Pihak Kepolisian Resor Luwu Timur, KPU Lutim, dan Panwaslu Lutim mengaku heran dan kaget dengan kedatangan surat suara untuk Pemilihan Umum 2014, yang datang tiba-tiba tanpa permberitahuan. Terlebih lagi, surat suara yang diangkut dengan menggunakan truk itu datang tanpa ada pengawalan pihak keamanan.
Kapolres LuwuTimur, AKBP Rio Indra Lesmana mengatakan surat suara termasuk dalam dokumen rahasia Negara sehingga perlu mendapatkan perlakukan khusus, terutama dalam hal distribusi ke daerah.
“Informasi yang saya terima, hanya Kabupaten Luwu Timur dan Jeneponto yang surat suaranya tiba di daerah tanpa pemberitahuan dan tanpa pengawalan,” ujar Rio.
“Saya sama sekali tidak menyangka, surat suara yang merupakan dokumen negara diangkut begitu saja menggunakan truk tanpa ada pengawalan dari aparat keamanan. Bukan hanya itu, kami (polisi, red) sama sekali tidak mendapat pemberitahuan jumlah surat suara yang didistribusikan serta jadwal pengirimannnya,” ujar Rio.
Senada dengan itu, Ketua KPU Luwu Timur, Muhammad Nur mengaku heran dengan kejadian ini karena pihaknya juga tidak mendapatkan informasi sebelumnya dari KPU Pusat perihal pendistribusian surat suara tersebut.

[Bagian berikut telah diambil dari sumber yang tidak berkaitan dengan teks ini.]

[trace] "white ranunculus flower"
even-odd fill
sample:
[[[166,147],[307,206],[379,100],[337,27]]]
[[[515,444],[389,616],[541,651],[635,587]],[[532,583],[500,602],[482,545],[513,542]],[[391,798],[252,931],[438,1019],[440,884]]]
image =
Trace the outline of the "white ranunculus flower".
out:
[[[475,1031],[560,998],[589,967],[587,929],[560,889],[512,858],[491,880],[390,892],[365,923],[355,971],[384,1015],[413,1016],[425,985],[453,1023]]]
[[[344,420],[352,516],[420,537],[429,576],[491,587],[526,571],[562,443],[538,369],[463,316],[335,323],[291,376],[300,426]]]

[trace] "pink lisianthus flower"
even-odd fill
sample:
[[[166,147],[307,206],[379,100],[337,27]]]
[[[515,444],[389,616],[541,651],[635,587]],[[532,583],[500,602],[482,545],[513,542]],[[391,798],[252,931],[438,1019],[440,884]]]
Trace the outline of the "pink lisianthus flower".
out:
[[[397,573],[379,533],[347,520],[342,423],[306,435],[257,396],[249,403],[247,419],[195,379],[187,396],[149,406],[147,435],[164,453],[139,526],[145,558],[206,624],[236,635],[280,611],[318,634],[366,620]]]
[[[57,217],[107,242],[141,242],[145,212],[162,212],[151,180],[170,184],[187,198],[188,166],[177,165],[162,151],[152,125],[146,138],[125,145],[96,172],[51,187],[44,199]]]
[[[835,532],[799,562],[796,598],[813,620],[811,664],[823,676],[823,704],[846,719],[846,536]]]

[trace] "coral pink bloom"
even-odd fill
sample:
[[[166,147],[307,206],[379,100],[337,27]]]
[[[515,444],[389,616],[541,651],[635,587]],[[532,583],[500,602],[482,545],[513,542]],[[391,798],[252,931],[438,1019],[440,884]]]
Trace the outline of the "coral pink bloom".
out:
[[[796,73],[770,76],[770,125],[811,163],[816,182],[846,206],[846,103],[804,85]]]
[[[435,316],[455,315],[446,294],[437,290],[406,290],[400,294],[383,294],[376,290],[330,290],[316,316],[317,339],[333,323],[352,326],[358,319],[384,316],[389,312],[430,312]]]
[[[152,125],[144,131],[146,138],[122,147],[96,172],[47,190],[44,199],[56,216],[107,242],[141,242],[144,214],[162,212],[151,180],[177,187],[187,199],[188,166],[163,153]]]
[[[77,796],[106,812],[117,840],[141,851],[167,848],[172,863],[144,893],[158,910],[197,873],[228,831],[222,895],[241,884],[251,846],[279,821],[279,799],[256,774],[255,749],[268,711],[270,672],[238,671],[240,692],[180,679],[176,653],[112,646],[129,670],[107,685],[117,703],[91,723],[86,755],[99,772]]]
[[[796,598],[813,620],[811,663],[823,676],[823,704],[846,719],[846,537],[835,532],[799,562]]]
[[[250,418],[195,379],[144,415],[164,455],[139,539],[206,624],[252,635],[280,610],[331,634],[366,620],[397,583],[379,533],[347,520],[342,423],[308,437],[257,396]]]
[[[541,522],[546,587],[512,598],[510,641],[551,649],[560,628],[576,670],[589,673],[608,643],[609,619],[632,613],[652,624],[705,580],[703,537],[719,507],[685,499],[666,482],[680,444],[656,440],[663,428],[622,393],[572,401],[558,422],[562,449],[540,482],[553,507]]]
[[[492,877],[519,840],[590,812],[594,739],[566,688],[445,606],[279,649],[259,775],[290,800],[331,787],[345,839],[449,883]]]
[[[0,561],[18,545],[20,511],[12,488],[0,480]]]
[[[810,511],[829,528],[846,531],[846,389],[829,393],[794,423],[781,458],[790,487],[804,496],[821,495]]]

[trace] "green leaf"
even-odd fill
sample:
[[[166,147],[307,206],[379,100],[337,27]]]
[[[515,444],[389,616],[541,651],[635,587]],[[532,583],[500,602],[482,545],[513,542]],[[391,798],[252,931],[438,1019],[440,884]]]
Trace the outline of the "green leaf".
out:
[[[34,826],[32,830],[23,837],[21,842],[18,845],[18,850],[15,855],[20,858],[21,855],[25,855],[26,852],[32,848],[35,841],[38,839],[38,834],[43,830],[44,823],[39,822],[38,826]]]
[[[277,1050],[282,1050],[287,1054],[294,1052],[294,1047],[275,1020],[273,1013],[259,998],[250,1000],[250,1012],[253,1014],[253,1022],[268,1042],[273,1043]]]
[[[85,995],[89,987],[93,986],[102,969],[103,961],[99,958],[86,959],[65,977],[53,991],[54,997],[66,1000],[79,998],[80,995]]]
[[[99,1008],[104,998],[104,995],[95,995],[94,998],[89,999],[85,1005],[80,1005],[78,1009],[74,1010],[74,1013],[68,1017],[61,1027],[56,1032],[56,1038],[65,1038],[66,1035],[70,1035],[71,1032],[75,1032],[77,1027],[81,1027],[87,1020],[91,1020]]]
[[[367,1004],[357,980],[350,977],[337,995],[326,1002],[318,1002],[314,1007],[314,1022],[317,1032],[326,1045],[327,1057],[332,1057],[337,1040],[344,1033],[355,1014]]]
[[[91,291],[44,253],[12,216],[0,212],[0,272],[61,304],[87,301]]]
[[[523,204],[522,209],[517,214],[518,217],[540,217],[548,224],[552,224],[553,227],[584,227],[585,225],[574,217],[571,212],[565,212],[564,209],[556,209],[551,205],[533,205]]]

“Saya tiba-tiba dihubungi oleh sopir yang mengaku dari ekspedisi yang ditunjuk oleh percetakan pemenang tender surat suara dan menginformasikan surat suara tersebut telah tiba di Malili,” ujar Nur.
Menurutnya, pendistribusian surat suara ini dilakukan oleh percetakan pemenang tender kepada masing-masing daerah di seluruh Indonesia, sesuai dengan instruksi kepala biro logistik KPU Pusat, Boradi.
Seperti diberitakan sebelumnya, Komisi Pemilihan Umum Daerah (KPUD) Luwu Timur telah menerima sebanyak 773.092 lembar surat suara dari percetakan kemitraan CV Titian ilmu Bandung, Sabtu (15/02/14) kemarin.
Saat ini, surat suara untuk pemilihan DPR RI, DPD, DPRD Provinsi, dan DPRD Kabupaten Luwu Timur itu telah diamankan di kantor Departemen Agama (Depag) Luwu Timur dan dijaga ketat oleh pihak kepolisian Mapolres Luwu Timur.